Entonces, un cóctel entre carreteras, explotación de recursos naturales y criminalidad derivan en la deforestación. A más presencia de este tipo de prácticas y condiciones, más tala. Así lo demostró un informe del International Journal of Remote Sensing, de 2002, el cual explicó que la “mayor parte de la deforestación ocurre en la vecindad de las carreteras, y se estima que aproximadamente el 90% de la pérdida de vegetación nativa ocurrirá dentro de un radio de 100 kilómetros de la red vial”. Otros dos informes corroboran lo mismo (Gregory Asner (2006) y Kennety M. Chomitz y Timothy S.).
Un gigante no tan verde
Al menos los ambientalistas y uno que otro curioso se preguntan: ¿Cómo se llegó a construir Manaos? Anclada en el corazón de la Amazonía brasileña, esta ciudad de 1.8 millones de habitantes ha sido una de las pioneras en mostrar que en medio del extenso bosque tropical también se puede vivir como en la ciudad, pero con el debido cuidado del medio ambiente.
En Brasil, donde el bosque amazónico cubre 4.2 millones de Km², conformado por seis estados, la deforestación está disparada. Según el Instituto Nacional de Investigación Espacial, este fenómeno ha alcanzado su tasa más alta en la última década, con un aumento significativo entre 2017 y 2018.
De los seis estados que conforman la Amazonía, Rondonia y Pará son los más golpeados, unas regiones gigantes que abarcan territorios del tamaño de Guainía y Vaupés juntos, entre 2012 y 2017 Imazon reveló que se deforestaron 168.274 hectáreas de tierra en zonas protegidas llamadas en Brasil como Unidades de Conservación.

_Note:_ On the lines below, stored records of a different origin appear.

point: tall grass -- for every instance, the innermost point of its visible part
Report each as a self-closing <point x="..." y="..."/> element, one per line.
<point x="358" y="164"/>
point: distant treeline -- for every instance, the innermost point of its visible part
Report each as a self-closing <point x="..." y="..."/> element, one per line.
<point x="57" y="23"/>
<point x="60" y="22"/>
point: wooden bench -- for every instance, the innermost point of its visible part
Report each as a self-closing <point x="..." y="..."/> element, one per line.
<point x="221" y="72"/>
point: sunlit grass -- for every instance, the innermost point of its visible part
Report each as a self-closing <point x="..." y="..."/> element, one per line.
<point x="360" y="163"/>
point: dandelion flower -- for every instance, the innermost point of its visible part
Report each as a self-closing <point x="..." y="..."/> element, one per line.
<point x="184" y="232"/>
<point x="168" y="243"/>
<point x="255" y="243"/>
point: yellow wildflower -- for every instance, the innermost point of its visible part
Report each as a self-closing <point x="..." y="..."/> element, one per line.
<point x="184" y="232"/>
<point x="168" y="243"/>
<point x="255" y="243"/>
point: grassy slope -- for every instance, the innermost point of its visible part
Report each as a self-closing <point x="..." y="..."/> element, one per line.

Esta práctica, rechazada por la mayoría de gobiernos que componen la Panamazonía, no ha generado una reacción inmediata de Brasilia, que ha buscado un cambio en la legislación ambiental. “El traspaso en las Unidades de Conservación tiene el objetivo principal de extraer tipos caros de madera. En la segunda etapa, el bosque está cortado para dar paso a vastas tierras para la ganadería”, declaró Maria Moser Torquato Luiz, fiscal y directora estatal de la Fiscalía del Estado de Rondônia, a Raisg.

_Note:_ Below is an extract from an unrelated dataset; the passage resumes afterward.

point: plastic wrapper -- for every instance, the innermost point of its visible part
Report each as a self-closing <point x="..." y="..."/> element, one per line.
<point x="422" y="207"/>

Aunque en los gobiernos anteriores, tanto el de Michel Temer como el de Dilma Rousseff, la defensa de la Amazonía no fue la esperada, con la llegada de Bolsonaro fenómenos como la deforestación se han multiplicado.

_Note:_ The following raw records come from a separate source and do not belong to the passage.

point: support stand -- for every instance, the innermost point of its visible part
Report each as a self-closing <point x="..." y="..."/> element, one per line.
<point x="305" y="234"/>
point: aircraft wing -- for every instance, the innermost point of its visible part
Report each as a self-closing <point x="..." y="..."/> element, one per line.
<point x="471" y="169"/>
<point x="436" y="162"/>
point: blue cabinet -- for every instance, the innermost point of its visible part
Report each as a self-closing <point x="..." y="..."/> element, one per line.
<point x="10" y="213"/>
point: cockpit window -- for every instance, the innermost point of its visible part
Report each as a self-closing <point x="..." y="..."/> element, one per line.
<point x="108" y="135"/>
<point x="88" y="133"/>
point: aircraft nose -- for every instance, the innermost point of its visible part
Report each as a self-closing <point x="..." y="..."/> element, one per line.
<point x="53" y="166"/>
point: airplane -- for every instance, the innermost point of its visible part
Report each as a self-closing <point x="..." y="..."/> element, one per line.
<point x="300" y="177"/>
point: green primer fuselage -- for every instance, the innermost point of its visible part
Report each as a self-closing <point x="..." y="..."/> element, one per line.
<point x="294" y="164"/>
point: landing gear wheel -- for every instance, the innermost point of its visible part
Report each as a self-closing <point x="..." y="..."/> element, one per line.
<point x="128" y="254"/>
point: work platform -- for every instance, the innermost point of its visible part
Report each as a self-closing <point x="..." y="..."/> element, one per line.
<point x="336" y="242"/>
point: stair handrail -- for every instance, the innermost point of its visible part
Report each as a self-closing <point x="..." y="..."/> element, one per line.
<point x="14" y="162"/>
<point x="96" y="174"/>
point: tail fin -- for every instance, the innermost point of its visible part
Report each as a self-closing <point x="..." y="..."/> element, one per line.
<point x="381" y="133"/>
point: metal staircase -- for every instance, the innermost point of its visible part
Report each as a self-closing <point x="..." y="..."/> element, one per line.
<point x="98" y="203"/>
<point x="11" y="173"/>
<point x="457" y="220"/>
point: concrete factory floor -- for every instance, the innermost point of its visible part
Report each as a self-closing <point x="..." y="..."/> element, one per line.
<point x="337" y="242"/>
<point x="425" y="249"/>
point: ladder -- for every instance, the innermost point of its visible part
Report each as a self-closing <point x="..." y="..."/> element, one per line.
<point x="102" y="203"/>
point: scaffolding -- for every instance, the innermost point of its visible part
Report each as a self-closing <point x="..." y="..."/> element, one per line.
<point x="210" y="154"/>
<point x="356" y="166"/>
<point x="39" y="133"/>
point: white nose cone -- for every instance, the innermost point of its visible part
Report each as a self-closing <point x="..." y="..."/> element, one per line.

“Bolsonaro está buscando legalizar la minería ilegal en territorios indígenas de “garimperios”, forma como también se les conoce en Venezuela”, le dijo una fuente a EL NUEVO SIGLO.
En ocho meses de su gobierno, la Amazonía ha perdido “más de 3.000 kilómetros cuadrados de área boscosa, un aumento del 39% respecto al mismo periodo del mismo año”, anunció el instituto encargado de la deforestación en Brasil. El Presidente de Brasil, sin embargo, desestimó estas cifras y las calificó de ser parte de “una psicosis ambiental”.
Una de las banderas electorales del ‘Capitao’ fue legalizar la minería en zonas protegidas en donde viven comunidades indígenas. En vista de ello, ha presentado un proyecto de ley que “prevé la regulación de la minería en tierras indígenas”, según OGlobo. Aunque permite que las comunidades veten los proyectos extractivos, activistas han manifestado que pueden ser coaccionadas en sur procesos consultivos.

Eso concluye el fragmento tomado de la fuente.